Draw the locus of points which satisfy the equation (1) Draw the locus of points $(x,y)$ which satisfy the following equation.
$bx^{3}+y^{3}+x^{2}y+bxy^{2}-4abxy-2ab^{2}x^{2}-2ay^{2}+b\left( a^{2}b^{2}+a^{2}-1\right)x+\left( a^{2}b^{2}+a^{2}-1\right) y=0 $
(2) When the locus can be drawn with a single stroke, show the relation between $a$ and $b$.
Thank you very much :)
 A: This equation can be factorized like this:
$$
\big(b \!\cdot\! x + y\big)\big(x^2 + y^2 + a^2 \!\cdot\! b^2 + a^2  - 1 - 2 \!\cdot\! a \!\cdot\! (b\!\cdot\!x + y)\big) = 0
$$
So either 
$$
b \!\cdot\! x + y = 0 \label{1} \tag{1}
$$  or 
$$ x^2 + y^2 + a^2 \!\cdot\! b^2 + a^2  - 1 - 2 \!\cdot\! a \!\cdot\! (b\!\cdot\!x + y) = 0 \label{2}\tag{2}
$$
We can transform $\eqref{2}$
$$
(x - a\!\cdot\!b)^2 + (y - a)^2 = 1
$$
Therefore, in general case, the locus is the reunion between a line and a circle. 
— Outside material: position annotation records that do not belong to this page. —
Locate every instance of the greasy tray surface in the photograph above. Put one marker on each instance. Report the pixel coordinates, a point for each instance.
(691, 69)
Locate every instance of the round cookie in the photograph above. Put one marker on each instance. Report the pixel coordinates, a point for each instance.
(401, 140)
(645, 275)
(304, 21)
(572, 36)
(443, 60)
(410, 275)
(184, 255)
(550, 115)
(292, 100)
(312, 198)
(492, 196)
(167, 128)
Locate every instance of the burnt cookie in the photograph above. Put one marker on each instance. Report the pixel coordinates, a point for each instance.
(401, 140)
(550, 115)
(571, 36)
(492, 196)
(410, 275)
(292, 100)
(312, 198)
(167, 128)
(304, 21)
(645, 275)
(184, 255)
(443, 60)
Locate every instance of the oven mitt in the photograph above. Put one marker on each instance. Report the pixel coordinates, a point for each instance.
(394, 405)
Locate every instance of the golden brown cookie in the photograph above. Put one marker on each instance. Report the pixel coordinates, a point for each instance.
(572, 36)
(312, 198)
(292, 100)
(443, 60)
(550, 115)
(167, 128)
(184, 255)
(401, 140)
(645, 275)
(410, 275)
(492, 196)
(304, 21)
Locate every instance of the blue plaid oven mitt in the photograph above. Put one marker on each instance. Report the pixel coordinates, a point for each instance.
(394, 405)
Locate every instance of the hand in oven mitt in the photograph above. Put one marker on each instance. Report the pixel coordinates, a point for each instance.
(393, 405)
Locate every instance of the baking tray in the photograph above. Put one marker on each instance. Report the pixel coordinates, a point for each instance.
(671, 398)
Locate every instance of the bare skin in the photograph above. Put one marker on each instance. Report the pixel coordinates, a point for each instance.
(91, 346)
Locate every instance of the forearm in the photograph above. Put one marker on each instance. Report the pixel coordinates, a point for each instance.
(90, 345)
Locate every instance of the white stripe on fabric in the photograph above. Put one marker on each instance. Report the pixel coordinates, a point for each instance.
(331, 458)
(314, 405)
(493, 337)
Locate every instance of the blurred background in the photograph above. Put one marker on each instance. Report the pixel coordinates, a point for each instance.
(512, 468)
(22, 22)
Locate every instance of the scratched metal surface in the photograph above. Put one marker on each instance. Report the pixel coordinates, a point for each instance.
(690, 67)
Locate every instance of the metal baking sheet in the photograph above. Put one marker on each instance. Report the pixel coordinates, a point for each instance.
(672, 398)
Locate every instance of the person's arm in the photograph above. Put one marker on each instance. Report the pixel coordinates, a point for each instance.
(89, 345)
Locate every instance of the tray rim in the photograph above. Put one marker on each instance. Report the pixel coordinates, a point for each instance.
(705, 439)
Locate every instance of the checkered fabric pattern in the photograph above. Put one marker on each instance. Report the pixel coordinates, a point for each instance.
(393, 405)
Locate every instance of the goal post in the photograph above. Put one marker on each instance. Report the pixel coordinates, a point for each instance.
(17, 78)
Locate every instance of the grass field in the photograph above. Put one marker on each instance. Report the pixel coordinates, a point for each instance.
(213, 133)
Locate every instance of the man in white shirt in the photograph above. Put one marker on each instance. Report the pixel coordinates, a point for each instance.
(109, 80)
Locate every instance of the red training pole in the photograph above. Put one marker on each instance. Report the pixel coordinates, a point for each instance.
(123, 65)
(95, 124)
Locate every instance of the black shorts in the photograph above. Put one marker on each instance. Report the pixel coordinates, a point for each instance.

For this locus to be drawn with a single stroke all we can do is to force the equation $\eqref{1}$ not to give a line as solution, so $b = 0$ and the origin is on the circle, or force the line to intersect the circle. 
So, if $b = 0$ then the only solution for equation $\eqref{1}$ is $x = 0$, $y = 0$ (the origin). As I said, the one stroke condition implies the circle must contain the origin, so $a = 1$ or $a = -1$.
Now, if $b$ != $0$, then replacing $y = -b * x$ in equation $\eqref{2}$ will give us the relation between $a$ and $b$.